Saturday, December 09, 2023

Discover Your Neighborhood Tree Score

The Woodland Trust has released a new interactive map which reveals the amount of tree canopy cover available in thousands of UK neighborhoods. Using the map you can discover the 'tree equity score' of Lower Layer Super Output Area (LSOA) in England, Scotland, Wales and Northern Ireland.

If you click on your neighborhood on the Tree Equity Score UK map you can discover its 'tree equity score', the current percentage of tree canopy cover, and the local levels of air pollution. The 'tree equity score' uses a range of factors to calculate "how well the benefits of trees are reaching communities living on low incomes and others disproportionately impacted by extreme heat, pollution and other environmental hazards." In other words it provides an overview of where investment in tree canopy cover is most acute. 

The score provides a single measure from 0-100 for each LSOA. The lower the tree equity score then the greater the need for investment.

The Woodland Trust's Tree Equity Score map was made in partnership with American Forests and is similar to the US Tree Equity Score map. In both the UK and the US the number of trees and the amount of tree cover is often very closely tied to the distribution of income and race. Trees are usually very sparse in low income areas. On the other hand neighborhoods with lots of trees and tree cover are very often the most expensive areas in which to live.

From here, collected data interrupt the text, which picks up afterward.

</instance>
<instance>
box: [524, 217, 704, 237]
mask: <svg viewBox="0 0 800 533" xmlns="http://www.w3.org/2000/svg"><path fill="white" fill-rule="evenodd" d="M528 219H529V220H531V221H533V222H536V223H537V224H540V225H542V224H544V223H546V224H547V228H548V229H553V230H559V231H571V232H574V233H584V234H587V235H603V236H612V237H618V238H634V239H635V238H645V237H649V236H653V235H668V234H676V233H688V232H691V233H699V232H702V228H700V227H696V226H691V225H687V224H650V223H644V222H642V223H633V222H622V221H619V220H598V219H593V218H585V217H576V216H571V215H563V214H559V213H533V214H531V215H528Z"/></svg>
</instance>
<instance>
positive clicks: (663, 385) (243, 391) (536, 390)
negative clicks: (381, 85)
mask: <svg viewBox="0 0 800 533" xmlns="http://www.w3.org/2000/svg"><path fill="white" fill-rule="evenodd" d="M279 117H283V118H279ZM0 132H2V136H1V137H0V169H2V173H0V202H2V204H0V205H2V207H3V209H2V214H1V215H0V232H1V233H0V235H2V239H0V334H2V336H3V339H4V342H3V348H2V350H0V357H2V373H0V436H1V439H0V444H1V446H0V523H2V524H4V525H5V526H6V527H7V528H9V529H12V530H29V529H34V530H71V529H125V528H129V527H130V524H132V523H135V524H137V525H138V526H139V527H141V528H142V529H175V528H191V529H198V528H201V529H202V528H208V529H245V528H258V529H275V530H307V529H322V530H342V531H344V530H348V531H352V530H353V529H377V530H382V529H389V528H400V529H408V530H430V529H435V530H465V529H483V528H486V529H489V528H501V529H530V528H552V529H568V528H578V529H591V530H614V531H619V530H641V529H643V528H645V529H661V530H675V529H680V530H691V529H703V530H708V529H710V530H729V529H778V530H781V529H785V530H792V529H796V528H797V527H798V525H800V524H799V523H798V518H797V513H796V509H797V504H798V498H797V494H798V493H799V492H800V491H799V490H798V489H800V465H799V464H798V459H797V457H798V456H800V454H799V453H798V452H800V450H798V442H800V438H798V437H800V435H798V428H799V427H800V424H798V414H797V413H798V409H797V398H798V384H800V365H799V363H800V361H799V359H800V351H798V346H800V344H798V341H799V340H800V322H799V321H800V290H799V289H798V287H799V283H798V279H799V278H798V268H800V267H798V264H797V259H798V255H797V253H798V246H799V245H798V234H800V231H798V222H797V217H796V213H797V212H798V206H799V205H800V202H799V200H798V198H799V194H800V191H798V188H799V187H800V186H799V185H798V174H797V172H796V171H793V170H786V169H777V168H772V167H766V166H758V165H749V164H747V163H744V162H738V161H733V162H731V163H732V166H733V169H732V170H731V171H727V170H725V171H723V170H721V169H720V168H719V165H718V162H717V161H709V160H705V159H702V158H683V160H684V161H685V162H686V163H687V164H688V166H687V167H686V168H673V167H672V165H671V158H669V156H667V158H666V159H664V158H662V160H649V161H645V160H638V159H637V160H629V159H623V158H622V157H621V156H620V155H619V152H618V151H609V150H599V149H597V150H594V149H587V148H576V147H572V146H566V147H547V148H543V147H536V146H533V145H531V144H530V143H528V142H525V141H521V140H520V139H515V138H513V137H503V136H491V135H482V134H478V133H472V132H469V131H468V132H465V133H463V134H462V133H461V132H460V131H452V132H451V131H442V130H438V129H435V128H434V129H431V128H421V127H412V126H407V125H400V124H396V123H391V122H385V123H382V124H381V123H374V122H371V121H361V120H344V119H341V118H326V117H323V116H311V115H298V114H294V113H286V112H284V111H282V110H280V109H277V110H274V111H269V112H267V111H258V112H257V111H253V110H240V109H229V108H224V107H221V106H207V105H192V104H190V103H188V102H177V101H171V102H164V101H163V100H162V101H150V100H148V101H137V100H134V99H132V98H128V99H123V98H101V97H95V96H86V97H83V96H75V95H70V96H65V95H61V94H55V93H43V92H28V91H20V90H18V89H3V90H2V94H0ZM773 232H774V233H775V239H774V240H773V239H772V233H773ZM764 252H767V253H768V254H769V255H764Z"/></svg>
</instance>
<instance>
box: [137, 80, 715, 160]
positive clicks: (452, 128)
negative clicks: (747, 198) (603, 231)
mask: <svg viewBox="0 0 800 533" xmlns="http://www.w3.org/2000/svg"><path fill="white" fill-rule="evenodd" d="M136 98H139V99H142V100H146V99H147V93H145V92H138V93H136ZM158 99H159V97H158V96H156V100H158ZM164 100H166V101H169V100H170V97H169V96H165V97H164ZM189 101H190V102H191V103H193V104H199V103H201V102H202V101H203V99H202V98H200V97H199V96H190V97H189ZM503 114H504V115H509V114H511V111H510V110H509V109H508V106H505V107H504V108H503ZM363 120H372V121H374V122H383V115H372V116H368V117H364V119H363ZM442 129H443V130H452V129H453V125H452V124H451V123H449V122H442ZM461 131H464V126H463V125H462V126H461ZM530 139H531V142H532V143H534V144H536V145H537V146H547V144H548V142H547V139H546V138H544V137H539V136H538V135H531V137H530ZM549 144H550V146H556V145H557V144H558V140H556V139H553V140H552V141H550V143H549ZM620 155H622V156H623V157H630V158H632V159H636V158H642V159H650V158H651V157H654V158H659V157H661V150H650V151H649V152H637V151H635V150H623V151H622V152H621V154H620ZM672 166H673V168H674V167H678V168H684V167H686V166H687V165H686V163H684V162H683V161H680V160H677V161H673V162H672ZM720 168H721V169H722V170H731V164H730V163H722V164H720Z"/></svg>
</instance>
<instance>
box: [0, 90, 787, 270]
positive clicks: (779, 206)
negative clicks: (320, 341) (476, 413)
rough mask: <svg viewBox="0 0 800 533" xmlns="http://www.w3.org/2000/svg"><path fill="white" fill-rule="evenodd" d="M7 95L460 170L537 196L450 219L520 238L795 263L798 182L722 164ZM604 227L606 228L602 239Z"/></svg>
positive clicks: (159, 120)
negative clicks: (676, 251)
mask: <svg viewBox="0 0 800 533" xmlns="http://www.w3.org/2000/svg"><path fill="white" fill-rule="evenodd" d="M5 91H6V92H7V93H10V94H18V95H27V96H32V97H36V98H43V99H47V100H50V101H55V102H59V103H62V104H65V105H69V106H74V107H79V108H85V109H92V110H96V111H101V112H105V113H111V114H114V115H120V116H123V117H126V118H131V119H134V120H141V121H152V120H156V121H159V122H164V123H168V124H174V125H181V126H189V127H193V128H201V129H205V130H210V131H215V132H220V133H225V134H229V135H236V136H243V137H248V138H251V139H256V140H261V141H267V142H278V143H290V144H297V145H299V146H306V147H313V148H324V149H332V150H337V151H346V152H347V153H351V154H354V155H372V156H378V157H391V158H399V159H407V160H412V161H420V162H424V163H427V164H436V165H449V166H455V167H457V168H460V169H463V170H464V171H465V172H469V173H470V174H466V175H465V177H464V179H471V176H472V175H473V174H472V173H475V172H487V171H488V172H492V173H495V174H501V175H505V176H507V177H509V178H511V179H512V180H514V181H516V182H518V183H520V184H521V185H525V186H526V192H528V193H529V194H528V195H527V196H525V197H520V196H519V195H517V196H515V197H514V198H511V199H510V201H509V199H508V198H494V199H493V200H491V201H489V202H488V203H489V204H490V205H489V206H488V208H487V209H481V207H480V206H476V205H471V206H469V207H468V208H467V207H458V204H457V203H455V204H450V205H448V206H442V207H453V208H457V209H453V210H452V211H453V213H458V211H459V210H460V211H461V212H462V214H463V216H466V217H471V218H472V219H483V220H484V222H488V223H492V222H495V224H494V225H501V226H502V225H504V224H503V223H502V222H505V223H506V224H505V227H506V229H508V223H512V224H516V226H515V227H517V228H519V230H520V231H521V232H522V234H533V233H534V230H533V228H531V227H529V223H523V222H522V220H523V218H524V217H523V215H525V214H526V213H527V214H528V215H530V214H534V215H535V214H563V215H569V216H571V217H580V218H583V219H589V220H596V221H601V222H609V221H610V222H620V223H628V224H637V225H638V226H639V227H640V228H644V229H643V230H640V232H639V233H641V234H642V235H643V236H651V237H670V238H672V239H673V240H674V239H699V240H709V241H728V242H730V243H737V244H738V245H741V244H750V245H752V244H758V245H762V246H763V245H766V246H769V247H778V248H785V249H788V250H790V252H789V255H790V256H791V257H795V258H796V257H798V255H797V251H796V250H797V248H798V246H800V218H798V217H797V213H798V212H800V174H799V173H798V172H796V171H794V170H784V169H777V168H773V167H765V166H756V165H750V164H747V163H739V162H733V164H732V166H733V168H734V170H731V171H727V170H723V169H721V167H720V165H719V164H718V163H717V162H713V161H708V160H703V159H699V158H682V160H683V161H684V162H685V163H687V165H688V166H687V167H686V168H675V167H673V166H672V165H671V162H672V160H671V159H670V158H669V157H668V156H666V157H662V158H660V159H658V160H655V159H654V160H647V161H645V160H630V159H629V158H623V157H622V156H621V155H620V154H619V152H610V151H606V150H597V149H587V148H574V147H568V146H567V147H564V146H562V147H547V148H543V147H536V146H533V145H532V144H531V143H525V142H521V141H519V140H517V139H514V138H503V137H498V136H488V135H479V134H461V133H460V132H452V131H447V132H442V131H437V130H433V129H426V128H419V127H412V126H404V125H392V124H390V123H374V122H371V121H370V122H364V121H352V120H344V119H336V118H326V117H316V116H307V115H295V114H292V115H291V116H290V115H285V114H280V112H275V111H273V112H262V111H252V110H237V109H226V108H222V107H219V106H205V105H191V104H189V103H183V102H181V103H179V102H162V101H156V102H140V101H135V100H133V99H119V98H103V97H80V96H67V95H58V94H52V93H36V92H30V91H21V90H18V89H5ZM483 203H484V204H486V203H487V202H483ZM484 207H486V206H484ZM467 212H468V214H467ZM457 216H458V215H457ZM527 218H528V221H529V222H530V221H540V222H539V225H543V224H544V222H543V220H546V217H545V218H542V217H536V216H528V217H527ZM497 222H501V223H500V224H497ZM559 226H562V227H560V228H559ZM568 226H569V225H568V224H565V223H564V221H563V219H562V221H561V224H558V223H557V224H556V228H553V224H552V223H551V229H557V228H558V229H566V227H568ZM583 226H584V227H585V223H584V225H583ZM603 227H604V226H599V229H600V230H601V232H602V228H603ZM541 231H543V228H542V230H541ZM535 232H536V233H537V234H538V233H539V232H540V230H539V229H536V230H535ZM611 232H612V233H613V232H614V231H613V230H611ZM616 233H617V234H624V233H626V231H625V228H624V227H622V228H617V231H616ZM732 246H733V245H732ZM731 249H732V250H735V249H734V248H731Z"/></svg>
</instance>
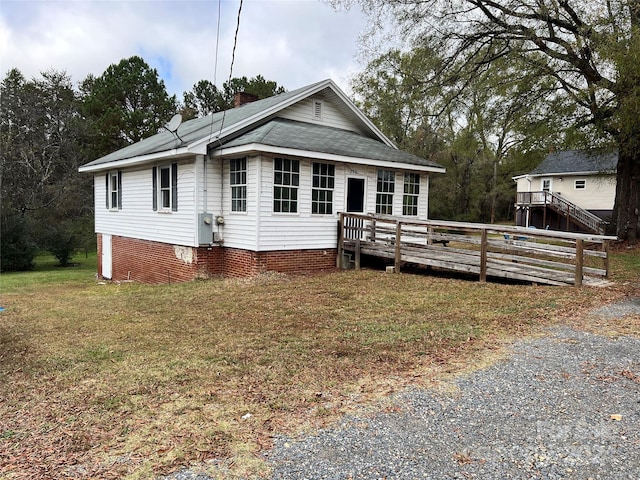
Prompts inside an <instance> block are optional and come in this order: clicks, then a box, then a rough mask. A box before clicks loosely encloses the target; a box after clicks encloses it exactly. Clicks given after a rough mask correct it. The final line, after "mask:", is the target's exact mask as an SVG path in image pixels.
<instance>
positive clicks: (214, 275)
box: [98, 234, 337, 283]
mask: <svg viewBox="0 0 640 480" xmlns="http://www.w3.org/2000/svg"><path fill="white" fill-rule="evenodd" d="M111 242H112V276H111V279H112V280H114V281H125V280H132V281H136V282H142V283H173V282H188V281H191V280H194V279H196V278H208V277H211V276H216V275H223V276H227V277H249V276H254V275H257V274H259V273H262V272H267V271H275V272H281V273H291V274H293V273H310V272H321V271H331V270H335V268H336V254H337V251H336V249H335V248H334V249H321V250H279V251H270V252H253V251H250V250H242V249H237V248H227V247H182V246H176V245H171V244H167V243H160V242H152V241H148V240H139V239H134V238H127V237H118V236H115V235H114V236H113V237H112V240H111ZM98 275H99V276H100V277H102V235H100V234H98Z"/></svg>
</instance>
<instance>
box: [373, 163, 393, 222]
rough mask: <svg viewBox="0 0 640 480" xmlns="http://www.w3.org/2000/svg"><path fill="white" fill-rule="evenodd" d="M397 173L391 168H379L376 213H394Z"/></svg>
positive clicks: (376, 196) (376, 197)
mask: <svg viewBox="0 0 640 480" xmlns="http://www.w3.org/2000/svg"><path fill="white" fill-rule="evenodd" d="M394 182H395V173H394V172H392V171H390V170H378V187H377V190H376V213H380V214H382V215H393V190H394Z"/></svg>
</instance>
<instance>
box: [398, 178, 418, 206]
mask: <svg viewBox="0 0 640 480" xmlns="http://www.w3.org/2000/svg"><path fill="white" fill-rule="evenodd" d="M419 194H420V174H419V173H405V174H404V195H403V197H402V214H403V215H418V195H419Z"/></svg>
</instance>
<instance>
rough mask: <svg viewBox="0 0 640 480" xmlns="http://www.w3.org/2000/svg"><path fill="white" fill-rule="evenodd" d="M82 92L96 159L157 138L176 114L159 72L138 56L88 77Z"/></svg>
mask: <svg viewBox="0 0 640 480" xmlns="http://www.w3.org/2000/svg"><path fill="white" fill-rule="evenodd" d="M80 90H81V92H82V94H83V107H82V112H83V114H84V116H85V119H86V120H87V122H89V131H90V138H89V140H88V141H89V143H90V144H91V145H92V150H93V151H92V155H93V157H94V158H98V157H100V156H103V155H107V154H109V153H111V152H113V151H115V150H118V149H120V148H122V147H125V146H127V145H130V144H132V143H135V142H138V141H140V140H142V139H143V138H146V137H149V136H151V135H154V134H156V133H157V132H158V131H159V130H160V128H161V127H164V125H165V124H166V123H167V121H168V120H169V119H170V118H171V116H172V115H173V114H175V113H176V111H177V100H176V97H175V95H172V96H169V94H168V93H167V90H166V87H165V85H164V82H163V81H162V80H161V79H160V77H159V75H158V71H157V70H156V69H155V68H151V67H150V66H149V65H148V64H147V63H146V62H145V61H144V60H143V59H142V58H140V57H138V56H133V57H130V58H126V59H123V60H121V61H120V62H119V63H118V64H113V65H110V66H109V67H108V68H107V69H106V70H105V72H104V73H103V74H102V75H100V76H99V77H93V76H92V75H89V76H88V77H87V78H86V79H85V80H84V81H83V82H82V84H81V85H80Z"/></svg>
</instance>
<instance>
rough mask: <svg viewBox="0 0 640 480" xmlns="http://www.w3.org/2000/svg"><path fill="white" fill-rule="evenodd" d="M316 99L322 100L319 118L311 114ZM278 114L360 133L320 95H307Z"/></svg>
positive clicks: (313, 110)
mask: <svg viewBox="0 0 640 480" xmlns="http://www.w3.org/2000/svg"><path fill="white" fill-rule="evenodd" d="M316 100H317V101H320V102H322V118H321V119H320V120H318V119H316V118H314V115H313V112H314V102H315V101H316ZM278 116H279V117H282V118H288V119H290V120H297V121H299V122H307V123H318V124H320V125H326V126H328V127H336V128H342V129H344V130H351V131H354V132H359V133H361V132H360V131H359V130H358V128H357V127H356V126H355V125H353V124H352V123H351V122H350V121H349V119H348V118H347V117H345V116H344V115H343V114H342V112H340V111H339V110H338V109H337V108H336V107H335V105H333V104H332V103H330V102H329V101H327V100H325V99H324V98H322V97H321V96H313V97H309V98H307V99H305V100H303V101H301V102H299V103H296V104H295V105H292V106H290V107H288V108H286V109H284V110H283V111H281V112H280V113H278Z"/></svg>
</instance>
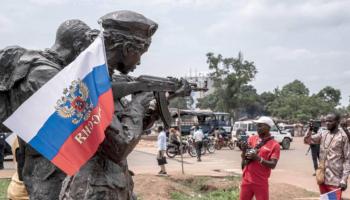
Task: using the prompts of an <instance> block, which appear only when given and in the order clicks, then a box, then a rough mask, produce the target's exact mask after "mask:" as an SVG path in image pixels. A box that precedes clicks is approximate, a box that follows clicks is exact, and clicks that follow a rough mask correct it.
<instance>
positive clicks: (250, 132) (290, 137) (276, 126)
mask: <svg viewBox="0 0 350 200" xmlns="http://www.w3.org/2000/svg"><path fill="white" fill-rule="evenodd" d="M241 131H243V132H245V134H246V135H247V136H250V135H255V134H257V132H256V131H257V128H256V124H255V123H254V122H253V120H246V121H237V122H235V123H234V125H233V129H232V133H231V134H232V137H235V138H238V137H239V134H240V132H241ZM270 133H271V135H272V136H273V137H274V139H275V140H276V141H277V142H278V143H279V144H280V145H281V146H282V148H283V149H286V150H287V149H289V148H290V143H291V142H293V137H292V135H291V134H290V133H289V132H286V131H281V130H280V129H279V127H278V126H277V125H275V126H273V127H271V129H270Z"/></svg>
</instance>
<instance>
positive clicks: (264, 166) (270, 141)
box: [243, 135, 280, 185]
mask: <svg viewBox="0 0 350 200" xmlns="http://www.w3.org/2000/svg"><path fill="white" fill-rule="evenodd" d="M260 141H261V139H260V138H259V136H258V135H253V136H250V137H249V139H248V144H249V146H251V147H255V146H256V145H257V144H259V142H260ZM258 155H259V156H260V157H261V158H263V159H264V160H271V159H276V160H278V159H279V158H280V145H279V144H278V142H276V140H274V139H272V140H269V141H268V142H267V143H266V144H265V145H264V146H262V147H261V148H260V149H259V152H258ZM270 174H271V169H270V168H268V167H266V166H263V165H262V164H260V163H259V161H256V160H255V161H251V162H250V163H249V164H248V165H247V166H245V167H244V169H243V179H244V181H245V182H247V183H254V184H257V185H266V184H267V183H268V178H269V177H270Z"/></svg>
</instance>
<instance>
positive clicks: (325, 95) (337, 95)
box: [317, 86, 341, 106]
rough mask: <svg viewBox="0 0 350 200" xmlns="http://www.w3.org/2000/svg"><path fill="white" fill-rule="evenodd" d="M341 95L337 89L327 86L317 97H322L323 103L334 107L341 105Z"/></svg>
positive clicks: (319, 91) (321, 97) (320, 92)
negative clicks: (323, 102) (340, 104)
mask: <svg viewBox="0 0 350 200" xmlns="http://www.w3.org/2000/svg"><path fill="white" fill-rule="evenodd" d="M340 95H341V93H340V90H338V89H335V88H333V87H331V86H327V87H325V88H323V89H322V90H320V91H319V92H318V94H317V96H318V97H320V98H321V99H322V100H323V101H325V102H327V103H329V104H331V105H334V106H337V105H339V101H340V98H341V97H340Z"/></svg>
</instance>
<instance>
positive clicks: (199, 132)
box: [193, 126, 204, 162]
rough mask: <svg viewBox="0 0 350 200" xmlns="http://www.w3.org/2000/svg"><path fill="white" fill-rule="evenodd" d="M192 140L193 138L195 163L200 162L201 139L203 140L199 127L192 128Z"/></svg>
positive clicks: (200, 130)
mask: <svg viewBox="0 0 350 200" xmlns="http://www.w3.org/2000/svg"><path fill="white" fill-rule="evenodd" d="M193 138H194V142H195V145H196V152H197V161H198V162H201V161H202V159H201V150H202V147H203V138H204V134H203V131H202V130H201V129H200V128H199V126H195V127H194V133H193Z"/></svg>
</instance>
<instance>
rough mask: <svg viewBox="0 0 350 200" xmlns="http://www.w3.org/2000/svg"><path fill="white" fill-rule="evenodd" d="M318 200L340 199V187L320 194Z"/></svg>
mask: <svg viewBox="0 0 350 200" xmlns="http://www.w3.org/2000/svg"><path fill="white" fill-rule="evenodd" d="M320 200H341V189H340V188H339V189H336V190H333V191H330V192H327V193H325V194H321V195H320Z"/></svg>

A lack of trees and tree cover in cities is one of the biggest causes of urban heat islands. Urban heat islands are areas of towns and cities which can become unbearably hot, especially on days with extreme heat. These areas can often become 10-20 degrees warmer than other areas in the very same city. Urban heat islands tend to occur in areas with the densest built environments and with very little tree canopy cover. Using the tree equity score maps it is possible to quickly determine the neighborhoods most in need of increased tree canopy cover.